Although we have concluded that one of the grounds on which *280the trial court granted summary judgment to the hospital was erroneous, the other ground is sufficient to support the grant of summary judgment. A trial court’s ruling right for any reason must be affirmed. Turner v. MCI Telecomm. Corp., 203 Ga. App. 71, 76 (416 SE2d 370) (1992).
Decided October 26, 1994 Reconsideration denied November 21, 1994 Sutton & Associates, Berrien L. Sutton, Hallman & Stewart, Ronald W. Hallman, for appellants. Dillard, Bower & East, Terry A. Dillard, Robert W. Lamb, for appellee.Judgment affirmed.

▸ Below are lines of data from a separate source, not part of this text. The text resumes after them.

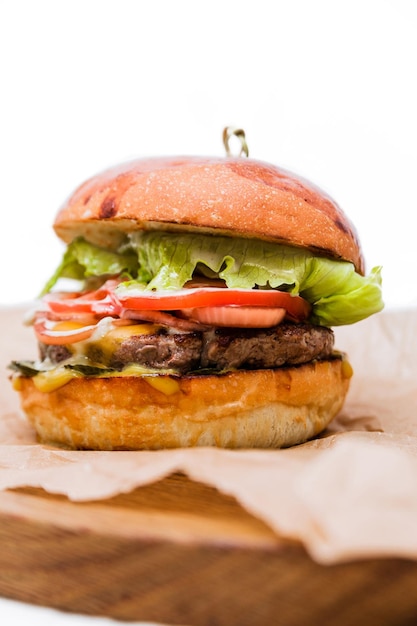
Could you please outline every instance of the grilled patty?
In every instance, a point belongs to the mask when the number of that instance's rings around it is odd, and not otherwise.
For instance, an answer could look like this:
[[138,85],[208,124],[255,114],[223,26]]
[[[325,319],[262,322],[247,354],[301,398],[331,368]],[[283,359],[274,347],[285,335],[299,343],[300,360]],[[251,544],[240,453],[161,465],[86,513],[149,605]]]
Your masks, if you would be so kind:
[[[173,332],[162,328],[150,335],[133,335],[121,341],[110,355],[91,344],[87,356],[96,364],[115,369],[137,363],[153,369],[173,369],[181,374],[199,368],[270,369],[301,365],[328,358],[334,335],[329,328],[282,323],[268,329],[212,328],[204,332]],[[40,344],[40,356],[60,363],[72,356],[62,346]]]

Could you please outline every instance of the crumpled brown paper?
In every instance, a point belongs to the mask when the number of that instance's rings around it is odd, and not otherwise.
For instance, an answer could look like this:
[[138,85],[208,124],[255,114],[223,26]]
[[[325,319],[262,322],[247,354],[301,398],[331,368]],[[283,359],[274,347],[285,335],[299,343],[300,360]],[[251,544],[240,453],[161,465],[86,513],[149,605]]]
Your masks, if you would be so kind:
[[[67,451],[39,445],[7,363],[35,356],[24,308],[0,310],[0,489],[42,487],[74,501],[111,497],[182,471],[233,495],[321,563],[417,559],[417,310],[336,329],[355,374],[323,435],[288,450]],[[1,511],[0,511],[1,514]]]

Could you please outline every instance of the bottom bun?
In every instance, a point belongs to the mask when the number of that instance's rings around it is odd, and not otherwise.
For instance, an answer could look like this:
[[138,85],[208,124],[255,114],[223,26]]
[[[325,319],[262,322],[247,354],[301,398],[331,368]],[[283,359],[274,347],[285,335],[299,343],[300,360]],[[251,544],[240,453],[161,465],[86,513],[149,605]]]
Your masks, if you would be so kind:
[[342,408],[343,358],[221,375],[74,378],[45,393],[21,379],[21,403],[43,443],[75,449],[280,448],[326,428]]

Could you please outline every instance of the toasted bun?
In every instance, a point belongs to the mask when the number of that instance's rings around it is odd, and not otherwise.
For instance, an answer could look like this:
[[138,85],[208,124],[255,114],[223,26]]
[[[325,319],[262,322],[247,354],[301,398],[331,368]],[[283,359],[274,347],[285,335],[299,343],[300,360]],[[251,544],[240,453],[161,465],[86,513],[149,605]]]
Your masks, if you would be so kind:
[[335,358],[277,370],[185,376],[171,394],[150,379],[115,377],[76,378],[50,393],[23,378],[20,395],[39,439],[54,445],[278,448],[302,443],[327,426],[343,405],[350,374],[348,363]]
[[103,246],[135,229],[203,230],[301,246],[364,273],[356,232],[310,182],[244,158],[136,160],[84,183],[57,215],[57,235]]

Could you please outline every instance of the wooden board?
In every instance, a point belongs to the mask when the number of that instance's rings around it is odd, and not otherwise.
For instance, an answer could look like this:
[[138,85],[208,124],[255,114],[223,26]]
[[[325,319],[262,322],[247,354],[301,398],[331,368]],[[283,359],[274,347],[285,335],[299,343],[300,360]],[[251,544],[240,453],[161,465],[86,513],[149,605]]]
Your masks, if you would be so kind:
[[417,563],[321,566],[230,497],[173,475],[110,500],[0,493],[0,594],[182,626],[417,623]]

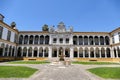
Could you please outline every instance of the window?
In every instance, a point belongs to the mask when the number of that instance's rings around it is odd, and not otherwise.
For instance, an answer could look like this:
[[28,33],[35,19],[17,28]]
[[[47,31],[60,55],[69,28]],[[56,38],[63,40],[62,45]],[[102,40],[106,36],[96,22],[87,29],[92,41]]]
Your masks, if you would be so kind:
[[62,38],[60,38],[60,43],[63,43],[63,39]]
[[69,43],[69,38],[66,38],[66,43]]
[[0,39],[2,38],[3,27],[0,26]]
[[56,39],[56,38],[54,38],[54,39],[53,39],[53,43],[56,43],[56,42],[57,42],[57,39]]
[[118,35],[119,35],[119,42],[120,42],[120,32],[118,32]]
[[115,42],[114,42],[114,35],[112,35],[112,43],[115,43]]
[[17,43],[17,39],[18,39],[18,35],[15,34],[15,36],[14,36],[14,42],[15,42],[15,43]]
[[8,31],[8,34],[7,34],[7,40],[10,41],[10,37],[11,37],[11,31]]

Pope, C. J., and McMurray, P. J., concur.Lackey v. McDowell, 262 Ga. 185 (415 SE2d 902) (1992), modified the Posey rule td provide that only the parties named in the release would be discharged by that instrument. Id. at 186. However, even if otherwise applicable, the opinion in Lackey provided that it applied only to “releases executed after the date of this opinion,” id., and the release in this case was executed before that date.
Although certiorari was granted in Harris, the writ was subsequently vacated. Harris v. Hanna Creative Enterprises, 263 Ga. 774 (439 SE2d 476) (1994).
We note that our decision in Hodo v. Basa, 214 Ga. App. 895 (449 SE2d 523) (1994) (dismissal of complaint against employee doctor for failure to file affidavit pursuant to OCGA § 9-11-9.1 precludes further litigation against employer hospital under doctrine of respondeat superior) was based upon an entirely different premise, in that OCGA § 9-11-9.1 and the case law construing it make clear that a dismissal for failure to file a § 9-11-9.1 affidavit is one on the merits of the claim.